We extend our deepest sympathies to Mr Stewart's family and hope that sharing his story will help prevent similar tragedies in the future. Have you or a loved one ever experienced a situation where the medical advice given was not up to par? How did you handle it, and what advice would you give to others? Share your experiences and thoughts in the comments below to help others navigate these challenging situations.
Alan Stewart's story is a cautionary tale for all of us, especially as we age and become more reliant on medical services and advice. After returning an abnormal bowel cancer screening test, Mr Stewart underwent a colonoscopy, a common procedure that many over 60s might be familiar with. The procedure itself is typically quick, lasting about 20 minutes, and patients are usually discharged a few hours later, as was Mr Stewart.
However, the events that unfolded the next day highlight the critical importance of post-procedure care and the need for clear, accurate medical advice. At around 10:44 pm, Mr Stewart began experiencing alarming symptoms: abdominal pain, dizziness, and shortness of breath. His wife, Sherrilyn, did what any concerned spouse would do—she called the hospital seeking guidance.
The call was transferred to the Nurse-on-Call service, a telehealth line meant to provide expert advice. Despite detailing her husband's symptoms, the advice given was tragically inadequate. The nurse suggested Mr Stewart maintain hydration, take Panadol for the pain, and see a doctor within the next 12 hours. This advice, as we now know, was fatally incorrect.
Mr Stewart took the Panadol and went to bed, but by 3:15 am, he was found unresponsive by his wife. An autopsy later confirmed that he had died from a ruptured spleen—a condition that, had he received the right advice and immediate medical attention, might not have been fatal.
The coroner's report pointed to the nurse's incorrect advice as a critical factor in Mr Stewart not receiving the emergency care that could have saved his life. Coroner Paul Lawrie stated, 'Assessment and care may, subject to his clinical presentation on arrival at the hospital, have prevented his death.'
While no recommendations were made to Medibank Health Solutions Telehealth, which provides the Nurse-on-Call service, due to an internal review and subsequent changes, the coroner did make two recommendations to the Royal Melbourne Hospital.
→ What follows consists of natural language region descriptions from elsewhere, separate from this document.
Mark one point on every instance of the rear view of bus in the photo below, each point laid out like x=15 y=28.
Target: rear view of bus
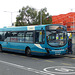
x=56 y=36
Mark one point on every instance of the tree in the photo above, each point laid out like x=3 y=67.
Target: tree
x=29 y=16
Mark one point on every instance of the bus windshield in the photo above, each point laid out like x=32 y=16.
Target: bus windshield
x=56 y=37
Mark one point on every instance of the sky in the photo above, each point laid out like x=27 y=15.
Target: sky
x=54 y=7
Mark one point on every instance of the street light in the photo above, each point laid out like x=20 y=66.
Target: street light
x=11 y=15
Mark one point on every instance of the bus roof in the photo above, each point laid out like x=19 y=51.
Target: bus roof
x=29 y=28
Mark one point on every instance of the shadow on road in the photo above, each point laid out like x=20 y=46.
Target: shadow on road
x=34 y=56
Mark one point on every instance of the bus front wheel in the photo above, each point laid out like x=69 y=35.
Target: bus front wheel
x=28 y=52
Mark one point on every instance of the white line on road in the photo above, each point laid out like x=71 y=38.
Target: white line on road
x=26 y=68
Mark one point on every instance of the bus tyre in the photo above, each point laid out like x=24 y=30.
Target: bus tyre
x=28 y=52
x=0 y=48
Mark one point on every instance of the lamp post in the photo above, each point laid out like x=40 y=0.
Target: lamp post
x=41 y=17
x=11 y=14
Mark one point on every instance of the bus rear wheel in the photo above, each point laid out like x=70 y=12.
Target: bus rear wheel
x=28 y=52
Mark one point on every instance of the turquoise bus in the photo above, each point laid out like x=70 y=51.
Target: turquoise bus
x=50 y=39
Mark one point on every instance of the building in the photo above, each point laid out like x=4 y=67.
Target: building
x=65 y=19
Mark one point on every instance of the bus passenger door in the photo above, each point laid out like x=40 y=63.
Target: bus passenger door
x=39 y=41
x=6 y=37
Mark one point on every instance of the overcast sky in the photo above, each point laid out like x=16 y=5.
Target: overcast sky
x=54 y=7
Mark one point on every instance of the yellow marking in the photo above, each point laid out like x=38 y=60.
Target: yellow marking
x=35 y=58
x=73 y=58
x=49 y=61
x=66 y=64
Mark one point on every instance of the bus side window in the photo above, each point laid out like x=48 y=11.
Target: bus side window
x=7 y=36
x=39 y=37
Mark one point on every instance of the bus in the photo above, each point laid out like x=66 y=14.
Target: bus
x=50 y=39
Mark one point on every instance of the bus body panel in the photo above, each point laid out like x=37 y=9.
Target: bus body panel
x=36 y=48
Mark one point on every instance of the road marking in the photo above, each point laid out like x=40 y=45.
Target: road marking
x=4 y=53
x=66 y=64
x=14 y=55
x=35 y=58
x=26 y=68
x=49 y=61
x=23 y=56
x=73 y=58
x=60 y=70
x=65 y=57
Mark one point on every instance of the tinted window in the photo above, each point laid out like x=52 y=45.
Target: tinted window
x=7 y=36
x=20 y=37
x=39 y=37
x=13 y=36
x=29 y=37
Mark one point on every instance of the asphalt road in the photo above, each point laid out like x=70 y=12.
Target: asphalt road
x=19 y=64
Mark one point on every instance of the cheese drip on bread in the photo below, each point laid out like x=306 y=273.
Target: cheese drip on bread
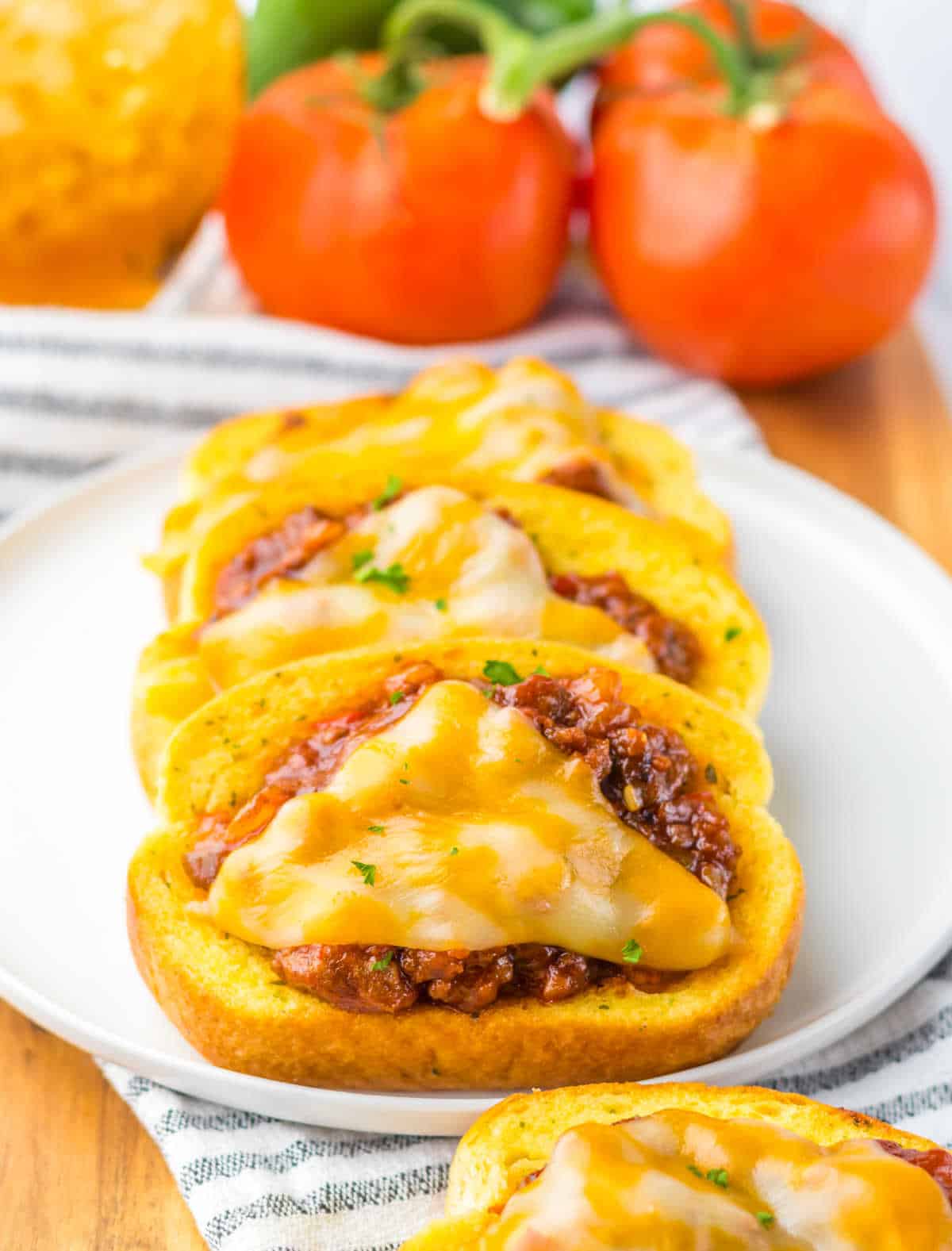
x=463 y=570
x=479 y=834
x=523 y=423
x=689 y=1183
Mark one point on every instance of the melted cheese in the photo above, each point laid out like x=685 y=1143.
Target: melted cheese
x=455 y=552
x=637 y=1185
x=520 y=423
x=539 y=854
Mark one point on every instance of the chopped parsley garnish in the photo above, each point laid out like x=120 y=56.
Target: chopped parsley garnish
x=367 y=871
x=501 y=672
x=392 y=489
x=394 y=576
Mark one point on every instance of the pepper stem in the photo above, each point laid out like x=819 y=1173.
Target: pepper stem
x=520 y=63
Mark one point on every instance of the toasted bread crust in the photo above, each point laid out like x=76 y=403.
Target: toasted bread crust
x=518 y=1135
x=221 y=992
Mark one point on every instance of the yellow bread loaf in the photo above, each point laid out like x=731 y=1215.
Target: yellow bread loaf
x=516 y=1138
x=570 y=535
x=522 y=422
x=221 y=991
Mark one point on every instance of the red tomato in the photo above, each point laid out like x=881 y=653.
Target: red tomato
x=428 y=224
x=665 y=56
x=759 y=249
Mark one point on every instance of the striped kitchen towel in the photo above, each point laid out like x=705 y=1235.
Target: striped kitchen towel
x=79 y=389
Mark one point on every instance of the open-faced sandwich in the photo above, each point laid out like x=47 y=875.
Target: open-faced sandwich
x=307 y=566
x=470 y=865
x=689 y=1168
x=524 y=422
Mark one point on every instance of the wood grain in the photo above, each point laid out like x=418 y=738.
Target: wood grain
x=76 y=1170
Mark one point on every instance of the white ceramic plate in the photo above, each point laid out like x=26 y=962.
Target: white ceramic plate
x=857 y=724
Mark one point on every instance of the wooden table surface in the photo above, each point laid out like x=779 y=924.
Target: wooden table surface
x=76 y=1170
These included a review of the written patient discharge information to clarify what constitutes serious symptoms, particularly signs of significant internal hemorrhage, and to ensure a record is kept of all information provided to the patient upon discharge.
This heartbreaking incident serves as a stark reminder of the importance of clear communication between healthcare providers and patients, especially when it comes to understanding post-procedure symptoms and when to seek urgent care. It also underscores the need for vigilance on the part of patients and caregivers.
For our readers, the Seniors Discount Club urges you to always ask questions if you're unsure about the medical advice you're given, especially after a procedure. Ensure you have a clear understanding of potential complications and symptoms that warrant immediate medical attention. If you're ever in doubt, err on the side of caution and seek a second opinion or head to the emergency department.
Key Takeaways
- A 70-year-old man, Alan Edward Stewart, died from a ruptured spleen the day after a colonoscopy at the Royal Melbourne Hospital.
- A Nurse-on-Call gave Stewart incorrect medical advice when his wife called regarding his post-operative symptoms.
- The coroner found that this incorrect advice likely prevented Stewart from receiving emergency care that could have saved his life.
- The coroner made two recommendations to the Royal Melbourne Hospital regarding clearer discharge information and keeping records of information provided to patients.